Misty Mountain Lodge was my home in Estes Park, two easy-walking blocks from the bustling downtown, glorious views every which way and chatty innkeepers Peter and Ellen Reinertsen. Leave the pets at home.
They’ll fix you S’mores over the front-yard campfire each night, and grill a hamburger for supper if you like. Save free time for either of the two hot tubs because the starry skies are spectacular.
The Stanley Hotel is the other end of the Estes Park lodging spectrum: main building, boutique mirror-image hotel next door and condos. Grand old elegance built in 1909 by the inventor of the Stanley Steamer—and one’s in the lobby.
Preferred Pooch Program at the Stanley so bring your dog.
Grand Lake lodging
Triple up on this other side too because the changing views of Grand Lake provide different vacation moods.

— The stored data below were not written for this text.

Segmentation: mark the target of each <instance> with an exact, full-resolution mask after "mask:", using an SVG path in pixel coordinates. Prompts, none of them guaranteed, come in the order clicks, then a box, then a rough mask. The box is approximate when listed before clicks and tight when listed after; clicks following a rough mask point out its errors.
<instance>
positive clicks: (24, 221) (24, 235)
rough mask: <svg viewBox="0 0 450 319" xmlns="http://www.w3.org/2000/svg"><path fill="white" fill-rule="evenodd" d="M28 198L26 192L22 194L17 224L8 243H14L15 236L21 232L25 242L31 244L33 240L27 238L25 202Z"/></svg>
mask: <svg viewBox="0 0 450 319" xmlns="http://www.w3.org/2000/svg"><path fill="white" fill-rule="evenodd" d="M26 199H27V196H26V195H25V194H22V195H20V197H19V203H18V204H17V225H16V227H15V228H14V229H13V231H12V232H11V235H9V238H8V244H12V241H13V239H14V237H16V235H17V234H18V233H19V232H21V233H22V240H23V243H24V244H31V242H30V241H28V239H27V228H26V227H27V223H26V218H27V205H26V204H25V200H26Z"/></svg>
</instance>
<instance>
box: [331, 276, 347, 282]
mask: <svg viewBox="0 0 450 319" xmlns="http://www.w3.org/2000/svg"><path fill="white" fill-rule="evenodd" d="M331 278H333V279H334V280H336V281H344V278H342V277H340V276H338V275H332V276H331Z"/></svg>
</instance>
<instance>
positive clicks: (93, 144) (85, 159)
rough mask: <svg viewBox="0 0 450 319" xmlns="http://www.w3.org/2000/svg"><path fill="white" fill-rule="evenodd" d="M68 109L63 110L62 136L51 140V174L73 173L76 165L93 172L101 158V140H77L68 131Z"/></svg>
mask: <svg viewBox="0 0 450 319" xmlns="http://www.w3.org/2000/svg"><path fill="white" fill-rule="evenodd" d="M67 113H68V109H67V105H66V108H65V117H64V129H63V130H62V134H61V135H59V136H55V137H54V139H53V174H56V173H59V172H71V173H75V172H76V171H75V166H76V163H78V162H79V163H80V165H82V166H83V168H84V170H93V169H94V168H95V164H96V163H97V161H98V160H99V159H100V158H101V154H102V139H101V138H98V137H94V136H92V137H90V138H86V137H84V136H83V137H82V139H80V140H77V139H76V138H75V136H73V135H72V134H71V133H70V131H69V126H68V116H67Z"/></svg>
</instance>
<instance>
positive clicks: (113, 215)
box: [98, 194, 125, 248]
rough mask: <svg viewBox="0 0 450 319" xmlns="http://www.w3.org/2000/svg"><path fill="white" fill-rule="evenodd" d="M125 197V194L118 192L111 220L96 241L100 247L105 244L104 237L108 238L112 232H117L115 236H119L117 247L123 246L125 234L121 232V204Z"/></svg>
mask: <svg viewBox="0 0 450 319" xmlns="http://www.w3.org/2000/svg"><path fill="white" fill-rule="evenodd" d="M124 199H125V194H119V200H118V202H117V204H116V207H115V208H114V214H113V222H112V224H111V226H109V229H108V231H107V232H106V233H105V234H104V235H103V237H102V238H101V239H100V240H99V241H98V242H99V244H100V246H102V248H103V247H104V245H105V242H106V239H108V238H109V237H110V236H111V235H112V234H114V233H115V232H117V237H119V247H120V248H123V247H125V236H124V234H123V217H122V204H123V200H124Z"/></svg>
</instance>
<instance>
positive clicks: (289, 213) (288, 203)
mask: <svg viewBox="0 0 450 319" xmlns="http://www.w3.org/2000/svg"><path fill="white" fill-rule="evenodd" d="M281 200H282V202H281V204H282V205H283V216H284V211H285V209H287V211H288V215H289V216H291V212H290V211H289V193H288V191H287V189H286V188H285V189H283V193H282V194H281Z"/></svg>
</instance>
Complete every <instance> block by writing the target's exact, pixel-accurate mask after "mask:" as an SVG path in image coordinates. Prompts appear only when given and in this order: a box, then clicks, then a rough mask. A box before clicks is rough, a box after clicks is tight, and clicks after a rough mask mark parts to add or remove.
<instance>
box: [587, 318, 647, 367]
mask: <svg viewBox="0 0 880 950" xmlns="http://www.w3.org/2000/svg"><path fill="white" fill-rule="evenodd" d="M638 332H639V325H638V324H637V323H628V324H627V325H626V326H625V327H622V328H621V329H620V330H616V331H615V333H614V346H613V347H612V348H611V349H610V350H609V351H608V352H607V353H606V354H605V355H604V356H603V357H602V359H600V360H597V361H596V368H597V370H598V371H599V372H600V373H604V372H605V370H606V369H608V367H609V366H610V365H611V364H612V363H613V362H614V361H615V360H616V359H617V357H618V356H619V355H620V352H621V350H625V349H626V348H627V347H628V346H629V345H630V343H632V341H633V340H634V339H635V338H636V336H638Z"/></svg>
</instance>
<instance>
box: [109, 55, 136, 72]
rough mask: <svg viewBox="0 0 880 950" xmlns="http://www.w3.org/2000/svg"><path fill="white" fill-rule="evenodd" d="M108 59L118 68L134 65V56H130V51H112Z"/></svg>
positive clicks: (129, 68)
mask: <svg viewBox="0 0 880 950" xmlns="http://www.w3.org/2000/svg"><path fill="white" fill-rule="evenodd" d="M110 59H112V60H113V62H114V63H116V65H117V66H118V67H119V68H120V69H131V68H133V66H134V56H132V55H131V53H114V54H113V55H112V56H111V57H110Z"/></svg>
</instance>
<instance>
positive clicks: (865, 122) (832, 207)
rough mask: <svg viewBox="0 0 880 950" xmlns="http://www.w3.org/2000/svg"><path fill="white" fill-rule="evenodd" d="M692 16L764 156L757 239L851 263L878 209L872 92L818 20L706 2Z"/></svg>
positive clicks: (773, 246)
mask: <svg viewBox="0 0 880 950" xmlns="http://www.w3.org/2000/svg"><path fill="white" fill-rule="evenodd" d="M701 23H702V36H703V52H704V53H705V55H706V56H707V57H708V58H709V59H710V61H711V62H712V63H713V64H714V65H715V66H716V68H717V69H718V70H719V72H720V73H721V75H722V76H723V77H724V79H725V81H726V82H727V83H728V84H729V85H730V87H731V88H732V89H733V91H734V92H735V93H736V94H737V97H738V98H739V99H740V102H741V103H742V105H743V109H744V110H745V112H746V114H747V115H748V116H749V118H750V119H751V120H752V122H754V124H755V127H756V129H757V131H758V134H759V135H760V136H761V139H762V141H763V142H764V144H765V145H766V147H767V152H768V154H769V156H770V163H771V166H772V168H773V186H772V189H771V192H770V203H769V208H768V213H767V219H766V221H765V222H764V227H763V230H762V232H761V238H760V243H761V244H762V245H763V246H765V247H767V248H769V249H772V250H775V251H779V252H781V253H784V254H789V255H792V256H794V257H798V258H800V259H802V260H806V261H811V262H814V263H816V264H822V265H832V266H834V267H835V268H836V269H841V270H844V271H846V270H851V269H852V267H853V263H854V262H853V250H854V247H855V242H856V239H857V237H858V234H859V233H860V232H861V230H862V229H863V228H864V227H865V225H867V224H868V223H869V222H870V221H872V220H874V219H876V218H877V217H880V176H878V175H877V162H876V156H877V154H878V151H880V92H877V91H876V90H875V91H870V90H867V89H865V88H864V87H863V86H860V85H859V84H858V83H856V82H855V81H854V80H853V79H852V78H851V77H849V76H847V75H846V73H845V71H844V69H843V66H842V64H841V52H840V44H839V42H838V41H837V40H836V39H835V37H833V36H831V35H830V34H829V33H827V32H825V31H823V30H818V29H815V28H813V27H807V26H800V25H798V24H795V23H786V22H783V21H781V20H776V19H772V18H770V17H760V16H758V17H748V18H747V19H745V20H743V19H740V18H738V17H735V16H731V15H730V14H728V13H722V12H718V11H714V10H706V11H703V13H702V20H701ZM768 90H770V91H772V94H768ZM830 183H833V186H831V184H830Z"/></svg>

Choose the Western Riviera which I did to be a block off the boardwalks of downtown, next door to a stunning café named Blue Water Bakery. Every room faces the lake with shared patio seating along the first floor. Boat tours circle the refreshing 61-degree lake, with commentary about private homes, historic events and winter sports when the ice is two feet thick.
Native lodgepole pine provides the look of Grand Lake Lodge, a little drive from downtown, perched high above the Lake, welcoming guests since 1920.
Think resort when you stay here with swimming pool overlooking the lake and mountains, fine dining restaurant with casual personality, cabins as well as the main lodge and – no small matter – Rocky Mountain National Park on three sides!
Consider a different family travel angle at either of two Sunnyside Cottages, family-built in the 1930s, purchased by the in-laws in the ’40s and now modernized as well as charming in an artistic, whimsical way.
You’ll feel like a local at Sunnyside, enjoying your yard, listening to rushing water.
First in a series of stories about the towns and experiences surrounding Rocky Mountain National Park, celebrating its centennial all year, culminating Sept. 4, 1915.